Laten we eerlijk zijn: de aarde was al op weg naar de afgrond. Uitputting, oververhitting: dat de gevolgen van de ongeremde groei-economie, bio-industrie en massatoerisme fataal gingen zijn is al een halve eeuw met stijgend volume geschreven en geschreeuwd. En nu, vlak voor de klif, is in twee, drie maanden tijd, het onvoorstelbare gebeurd. Alles strandt.

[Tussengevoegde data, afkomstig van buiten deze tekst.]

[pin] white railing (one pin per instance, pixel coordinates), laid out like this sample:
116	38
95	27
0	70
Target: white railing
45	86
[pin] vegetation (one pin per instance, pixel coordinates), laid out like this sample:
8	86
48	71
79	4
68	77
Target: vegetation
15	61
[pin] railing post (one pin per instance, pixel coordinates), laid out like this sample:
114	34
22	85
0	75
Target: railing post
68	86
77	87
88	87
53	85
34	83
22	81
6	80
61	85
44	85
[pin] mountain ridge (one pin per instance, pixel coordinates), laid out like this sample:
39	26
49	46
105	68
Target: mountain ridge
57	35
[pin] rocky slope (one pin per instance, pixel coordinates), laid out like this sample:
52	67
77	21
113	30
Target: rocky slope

Ik herlees de roependen. In Wat op het spel staat (2017) schetst Philipp Blom eerst onze onherroepelijk doodlopende weg om daarna, in het slothoofdstuk, iets te verbeelden wat hem eigenlijk onwaarschijnlijk lijkt: een grote ommekeer. De hele wereld krijgt in één nacht een waarschuwende droom, die elk individu wérkelijk van de ernst doordringt. Iedereen ontwaakt verdoofd. „De eerste uren zal niemand veel zeggen. Op straat, op stations en in kantoren is bijna niets te horen, een onwerkelijke stilte hangt boven openbare pleinen, fabrieken en kantoren, terwijl de mensen zich beginnen te realiseren wat er allemaal gaat veranderen.”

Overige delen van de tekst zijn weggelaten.